Das Projekt übt sich dabei in einer Gratwanderung. Weder sollen die altbekannten Klischees genährt werden, noch bildet man sich ein, man könne endlich ein wahres Bild der Stadtteile liefern. Doch so löblich das Vorhaben ist: Gerade im Versuch, der Mystifizierung der Berliner Kieze zu entkommen, bleiben sie stets auf diese Klischees bezogen.
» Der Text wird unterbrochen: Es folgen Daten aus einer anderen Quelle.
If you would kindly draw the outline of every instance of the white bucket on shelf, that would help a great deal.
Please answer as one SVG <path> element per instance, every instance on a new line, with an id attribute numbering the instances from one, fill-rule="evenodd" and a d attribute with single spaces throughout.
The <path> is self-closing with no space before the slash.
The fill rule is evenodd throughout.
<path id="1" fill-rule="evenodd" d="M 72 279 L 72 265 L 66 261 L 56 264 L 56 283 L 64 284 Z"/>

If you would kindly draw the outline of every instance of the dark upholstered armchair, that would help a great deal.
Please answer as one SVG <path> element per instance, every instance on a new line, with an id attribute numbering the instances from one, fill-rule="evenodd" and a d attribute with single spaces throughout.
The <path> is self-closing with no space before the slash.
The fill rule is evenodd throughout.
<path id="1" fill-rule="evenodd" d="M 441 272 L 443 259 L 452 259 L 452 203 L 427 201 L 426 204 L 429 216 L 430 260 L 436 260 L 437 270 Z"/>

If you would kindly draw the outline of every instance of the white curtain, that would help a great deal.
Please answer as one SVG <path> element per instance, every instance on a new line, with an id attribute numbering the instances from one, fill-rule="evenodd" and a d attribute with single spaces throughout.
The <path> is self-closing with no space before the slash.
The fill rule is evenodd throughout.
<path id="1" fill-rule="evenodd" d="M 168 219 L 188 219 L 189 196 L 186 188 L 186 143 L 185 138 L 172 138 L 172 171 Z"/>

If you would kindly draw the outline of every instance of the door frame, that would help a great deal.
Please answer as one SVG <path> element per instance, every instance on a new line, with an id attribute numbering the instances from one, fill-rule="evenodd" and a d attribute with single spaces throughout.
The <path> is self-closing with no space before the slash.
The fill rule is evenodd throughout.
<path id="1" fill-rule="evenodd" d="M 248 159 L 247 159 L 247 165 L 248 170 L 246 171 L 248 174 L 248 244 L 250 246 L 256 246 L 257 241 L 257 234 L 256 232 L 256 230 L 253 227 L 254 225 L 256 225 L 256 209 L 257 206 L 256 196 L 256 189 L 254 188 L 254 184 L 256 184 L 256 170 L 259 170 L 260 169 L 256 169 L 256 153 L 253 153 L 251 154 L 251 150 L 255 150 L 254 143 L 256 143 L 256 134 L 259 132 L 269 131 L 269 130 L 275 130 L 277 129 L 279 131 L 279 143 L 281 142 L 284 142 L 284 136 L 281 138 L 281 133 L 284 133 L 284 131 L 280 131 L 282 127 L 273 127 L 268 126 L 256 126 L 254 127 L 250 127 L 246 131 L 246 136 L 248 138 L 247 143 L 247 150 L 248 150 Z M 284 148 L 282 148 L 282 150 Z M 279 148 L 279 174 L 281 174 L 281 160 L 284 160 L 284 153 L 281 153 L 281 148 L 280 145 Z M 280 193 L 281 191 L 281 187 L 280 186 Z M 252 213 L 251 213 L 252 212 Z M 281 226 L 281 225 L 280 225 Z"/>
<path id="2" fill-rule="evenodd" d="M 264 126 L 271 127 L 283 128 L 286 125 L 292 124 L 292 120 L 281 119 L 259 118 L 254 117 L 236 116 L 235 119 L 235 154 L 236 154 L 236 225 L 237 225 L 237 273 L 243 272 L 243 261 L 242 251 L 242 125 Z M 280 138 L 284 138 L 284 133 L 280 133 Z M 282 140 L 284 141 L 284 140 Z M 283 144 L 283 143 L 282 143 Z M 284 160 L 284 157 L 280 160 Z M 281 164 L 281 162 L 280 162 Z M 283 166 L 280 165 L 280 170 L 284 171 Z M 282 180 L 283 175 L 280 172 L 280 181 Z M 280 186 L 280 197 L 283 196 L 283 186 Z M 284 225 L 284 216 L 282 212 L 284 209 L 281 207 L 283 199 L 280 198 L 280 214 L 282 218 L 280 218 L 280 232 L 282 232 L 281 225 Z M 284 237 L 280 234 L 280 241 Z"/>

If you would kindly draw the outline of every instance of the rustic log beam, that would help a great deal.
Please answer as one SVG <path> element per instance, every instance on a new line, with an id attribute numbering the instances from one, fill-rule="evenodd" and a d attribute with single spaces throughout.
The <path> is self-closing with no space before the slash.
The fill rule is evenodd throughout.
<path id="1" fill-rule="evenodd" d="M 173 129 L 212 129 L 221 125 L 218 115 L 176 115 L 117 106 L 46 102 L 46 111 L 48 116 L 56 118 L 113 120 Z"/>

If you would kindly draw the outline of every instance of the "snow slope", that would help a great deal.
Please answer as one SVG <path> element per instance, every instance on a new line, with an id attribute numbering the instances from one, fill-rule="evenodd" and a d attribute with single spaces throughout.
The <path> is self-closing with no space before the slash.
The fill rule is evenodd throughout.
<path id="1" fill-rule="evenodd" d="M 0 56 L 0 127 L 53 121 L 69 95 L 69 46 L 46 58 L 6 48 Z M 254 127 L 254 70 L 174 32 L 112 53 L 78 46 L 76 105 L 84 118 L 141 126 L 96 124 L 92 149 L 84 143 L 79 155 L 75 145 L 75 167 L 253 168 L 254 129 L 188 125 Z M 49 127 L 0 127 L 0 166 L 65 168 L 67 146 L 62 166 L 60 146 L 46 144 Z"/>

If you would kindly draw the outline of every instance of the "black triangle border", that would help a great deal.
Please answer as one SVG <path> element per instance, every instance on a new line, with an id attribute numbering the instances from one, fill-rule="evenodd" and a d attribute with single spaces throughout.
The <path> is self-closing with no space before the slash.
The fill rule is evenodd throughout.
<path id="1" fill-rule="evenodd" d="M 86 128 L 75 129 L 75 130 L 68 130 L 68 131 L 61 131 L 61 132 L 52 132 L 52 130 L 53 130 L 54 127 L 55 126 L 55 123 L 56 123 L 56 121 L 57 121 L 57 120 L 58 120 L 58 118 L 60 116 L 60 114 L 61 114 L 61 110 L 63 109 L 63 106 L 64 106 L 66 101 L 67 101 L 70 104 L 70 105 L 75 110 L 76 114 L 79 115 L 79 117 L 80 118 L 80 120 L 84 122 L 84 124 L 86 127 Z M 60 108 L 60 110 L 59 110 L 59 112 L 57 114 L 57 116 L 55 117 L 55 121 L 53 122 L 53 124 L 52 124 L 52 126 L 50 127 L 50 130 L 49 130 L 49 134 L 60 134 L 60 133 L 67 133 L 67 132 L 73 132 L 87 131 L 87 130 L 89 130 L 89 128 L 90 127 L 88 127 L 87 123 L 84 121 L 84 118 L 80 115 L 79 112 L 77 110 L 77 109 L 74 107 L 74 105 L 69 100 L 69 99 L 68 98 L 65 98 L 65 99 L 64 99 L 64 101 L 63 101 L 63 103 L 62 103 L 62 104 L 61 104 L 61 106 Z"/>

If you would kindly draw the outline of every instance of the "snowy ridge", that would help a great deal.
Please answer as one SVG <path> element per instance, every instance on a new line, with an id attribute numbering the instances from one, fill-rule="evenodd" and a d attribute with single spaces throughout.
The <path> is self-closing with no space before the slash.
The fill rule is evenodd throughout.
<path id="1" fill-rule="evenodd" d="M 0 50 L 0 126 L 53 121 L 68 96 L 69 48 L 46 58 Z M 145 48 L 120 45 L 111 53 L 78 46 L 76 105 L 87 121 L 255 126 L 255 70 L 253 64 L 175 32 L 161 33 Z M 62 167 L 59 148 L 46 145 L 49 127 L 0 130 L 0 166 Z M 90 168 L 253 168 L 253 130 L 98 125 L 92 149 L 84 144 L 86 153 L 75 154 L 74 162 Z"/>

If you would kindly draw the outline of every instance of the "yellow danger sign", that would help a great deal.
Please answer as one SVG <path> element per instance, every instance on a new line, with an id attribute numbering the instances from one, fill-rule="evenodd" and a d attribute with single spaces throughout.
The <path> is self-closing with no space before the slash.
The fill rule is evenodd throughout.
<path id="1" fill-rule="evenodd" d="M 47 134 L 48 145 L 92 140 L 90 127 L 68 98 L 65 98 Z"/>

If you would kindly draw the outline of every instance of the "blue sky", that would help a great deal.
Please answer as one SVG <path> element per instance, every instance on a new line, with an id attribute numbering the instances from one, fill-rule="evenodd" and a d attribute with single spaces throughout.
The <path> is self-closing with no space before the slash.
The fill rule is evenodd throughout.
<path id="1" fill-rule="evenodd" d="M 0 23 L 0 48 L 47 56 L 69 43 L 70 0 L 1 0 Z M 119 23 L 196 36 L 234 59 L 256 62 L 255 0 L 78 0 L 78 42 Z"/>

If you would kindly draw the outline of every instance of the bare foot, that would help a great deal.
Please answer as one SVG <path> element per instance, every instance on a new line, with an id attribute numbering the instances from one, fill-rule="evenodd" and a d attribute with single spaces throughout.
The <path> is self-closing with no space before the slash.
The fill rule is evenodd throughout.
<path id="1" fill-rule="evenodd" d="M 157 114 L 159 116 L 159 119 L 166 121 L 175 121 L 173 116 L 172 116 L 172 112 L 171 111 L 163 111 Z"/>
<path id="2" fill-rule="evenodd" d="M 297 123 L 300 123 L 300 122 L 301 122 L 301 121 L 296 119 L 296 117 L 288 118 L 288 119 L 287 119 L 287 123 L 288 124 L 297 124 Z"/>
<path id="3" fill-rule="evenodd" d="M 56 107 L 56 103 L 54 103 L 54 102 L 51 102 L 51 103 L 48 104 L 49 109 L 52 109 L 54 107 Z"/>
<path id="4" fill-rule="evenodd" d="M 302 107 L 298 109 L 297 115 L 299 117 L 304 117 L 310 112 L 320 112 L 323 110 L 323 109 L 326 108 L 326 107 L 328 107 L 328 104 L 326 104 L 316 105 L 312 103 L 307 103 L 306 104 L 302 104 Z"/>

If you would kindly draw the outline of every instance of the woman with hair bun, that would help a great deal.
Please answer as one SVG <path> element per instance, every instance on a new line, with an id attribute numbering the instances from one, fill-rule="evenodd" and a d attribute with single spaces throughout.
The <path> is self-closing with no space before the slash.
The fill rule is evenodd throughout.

Vielleicht sollte sich der Verbrecher Verlag doch noch mal an Rudow, Mariendorf und Hönow versuchen.

ks

> Verena Sarah Diehl, Jörg Sundermeier, Werner Labisch (Hg.): Neuköllnbuch, Verbrecher Verlag, Berlin 2003. 12,30 Euro

Am 24. Februar um 21.30 Uhr lesen Sarah Schmidt, Sonja Fahrenhorst und Stefan Wirner im Kaffee Burger, Torstr. 60, Mitte, aus dem „Kreuzbergbuch"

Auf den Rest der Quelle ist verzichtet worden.